Belinda wants to go home. Immediately. After all, she has a shift tomorrow, and while the bit with the killer robots and outer space was all fun and scary, she is done with it. Whether or not it’s done with her is a different question, of course, but it’s this fascinating twist on the Doctor/Companion dynamic that suffuses “Robot Revolution” with a crackle that you can’t help but love.
Doctor Who has, of course done this before—it’s 62 years old at this point, it would be hard not to have. Ian and Barbara, the first companions alongside the Doctor’s granddaughter Susan those six decades ago, were abducted. Tegan frequently expressed her desire to get home to her life and job on Earth in the ’80s, and even in the modern era, Clara’s feisty relationship with the Twelfth Doctor saw her try and divide her time in the TARDIS with teaching back home. But what makes Belinda stand out as the latest riff on that idea—aside from Sethu’s brilliant performance, briskly imbuing Belinda with a frankness and confidence that makes for some remarkable chemistry with Ncuti Gatwa’s Doctor—however, is just how much Doctor Who is ready to engage with the idea, front and center, from the get-go.

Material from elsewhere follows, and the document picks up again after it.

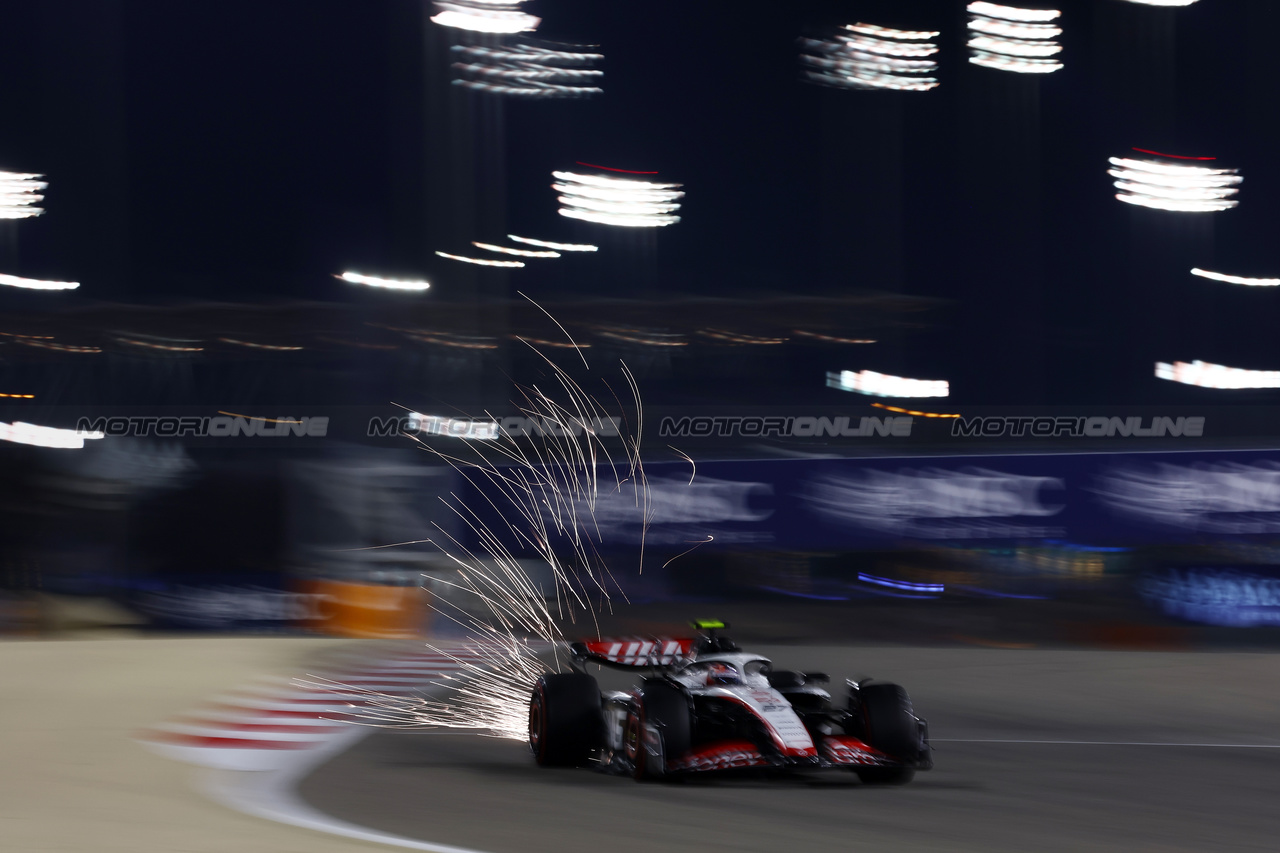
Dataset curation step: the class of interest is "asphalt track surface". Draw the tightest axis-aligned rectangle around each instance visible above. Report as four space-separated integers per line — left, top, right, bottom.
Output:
300 647 1280 853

Much of “The Robot Revolution” is a plenty charming sci-fi riff, built around a deliciously fun premise (that we don’t want to spoil yet, but it brilliantly plays on Doctor Who‘s classic tropes of imbuing an everyday concept with that fantastical, sci-fi bent)—there’s action, there’s tragedy, there’s big twists and clever, funny word play. There’s even some things carrying over from last season that still don’t quite hit, like the awkward trope of having Gatwa’s Doctor get very emotional about something we’re told he’s been invested in, rather than shown. It’s up there as one of modern Who‘s stronger openers, and definitely a marked improvement from “Space Babies” last year, but it’s Belinda herself that the episode shines with, rather than the Doctor Who-ness surrounding her.

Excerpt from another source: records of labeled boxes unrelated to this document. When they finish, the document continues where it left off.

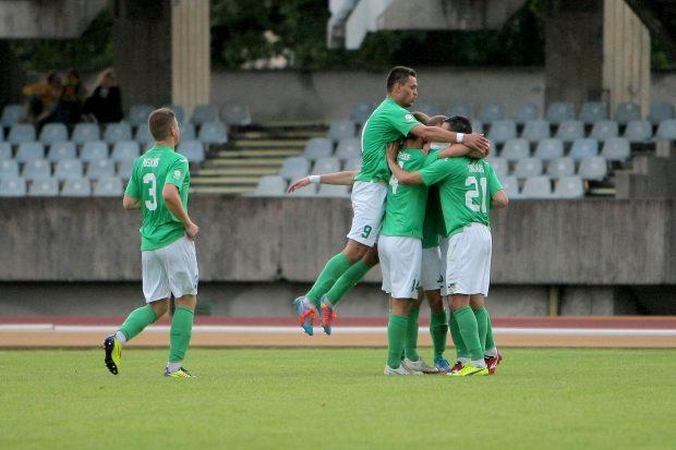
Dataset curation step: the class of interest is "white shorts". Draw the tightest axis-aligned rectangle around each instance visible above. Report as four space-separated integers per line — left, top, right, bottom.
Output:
420 247 445 291
378 236 422 299
347 181 387 247
442 223 493 296
141 236 199 303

Belinda is immediately challenging to the Doctor, but not in an antagonistic way. They’re not squabbling with each other; they do clearly begin to find some connection together across the episode. But Belinda is not there to nod along to every word he says and be bedazzled by the terrors and delights of the Doctor’s aura. She has her own values, she has her own boundaries, and she is more than willing to stand up to an ancient Time Lord and be as equally awestruck at his alien physiology as she is to firmly remind him when he crosses a line (and being the Doctor, he regularly does that), bringing something fresh out of Gatwa’s Doctor as he comes to realize that his charms don’t always work on people. They don’t always agree on the solution a problem, they don’t always consult each other before making a decision—there is a push and pull, a tension beneath their positive chemistry and the things they learn about each other that they do share in common, that makes their relationship compelling from the moment they crash into each other’s orbit.

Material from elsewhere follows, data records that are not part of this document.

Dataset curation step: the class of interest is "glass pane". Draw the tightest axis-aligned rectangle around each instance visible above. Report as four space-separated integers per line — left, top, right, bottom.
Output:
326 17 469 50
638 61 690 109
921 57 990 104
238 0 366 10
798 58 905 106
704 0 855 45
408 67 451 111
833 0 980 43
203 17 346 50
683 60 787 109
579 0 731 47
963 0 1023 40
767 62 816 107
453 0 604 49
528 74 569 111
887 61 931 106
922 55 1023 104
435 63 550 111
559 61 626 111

And perhaps most importantly, it’s a relationship we actually get to see developing on-screen. One of the biggest issues with Ruby Sunday last season—beyond the mystery core to her character not really being much of a mystery at all, intentionally for better or worse—is that, in spite of Millie Gibson’s similarly fantastic chemistry with Gatwa, we only really see that the Doctor and Ruby were best friends because they, and other characters, would just say that they are best friends. We rarely spent time with the two actually really talking to each other, never got to see them relax between stories in the TARDIS. In just a single episode however, Belinda and the Doctor’s relationship feels different not just because of the dynamic, but because Doctor Who is once again actually willing to spend time in showing it working in action, and to let its two leads really dig into that connection.
That makes “The Robot Revolution” an incredibly exciting premiere, kicking off us off into a season brimming with potential—into a season that might be do or die for Doctor Who, considering we’ve yet to hear anything about the show’s renewal beyond this season. But with a team like the 15th Doctor and Belinda at the helm, whatever’s coming, Doctor Who has a secret weapon far handier than a time machine or a sonic screwdriver this season that will gladly keep us checking in as much as any creepy monster or dazzling location ever could.

Doctor Who returns to Disney+ around the world, and the BBC in the UK, on Saturday, April 12.